Sentiment in the stock market is lousy after a month-long crash.
Despite what felt like never-ending selling, many markets actually had a solid bounce last week. The news isn't necessarily better, but they rose nonetheless.
Based on how bear markets work (including the current one), it is possible that a rally could last for a couple months. Maybe last week was the start of one. Or maybe not. But in looking at what to buy into, it makes sense to consider things that were hit hardest on the way down.

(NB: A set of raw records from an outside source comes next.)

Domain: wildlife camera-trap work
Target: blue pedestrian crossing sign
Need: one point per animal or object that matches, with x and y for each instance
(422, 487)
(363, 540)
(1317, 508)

One area with many reasons to jump is the U.K., which can be accessed with the iShares MSCI United Kingdom Index Fund (EWU). At its worst, it had fallen 60% from its peak, compared with 45% for the S&P 500 in the U.S.The story on the ground in the U.K. seems bleak. The economy is contracting, inflation is on the high side, the housing market may be worse than in the U.S., the banks may be worse off than in the U.S., and the U.K. bailout of its own banks is more stringent than the U.S. bailout on considerations such as dividends. Despite all of these things, I believe there is visibility for a meaningful bounce for several reasons. In thinking about a bounce being most pronounced in the areas that were hardest hit, EWU has been hurt by its heavy weighting to mining companies and financial stocks. Also, the British pound has dropped almost 20% in the past three months.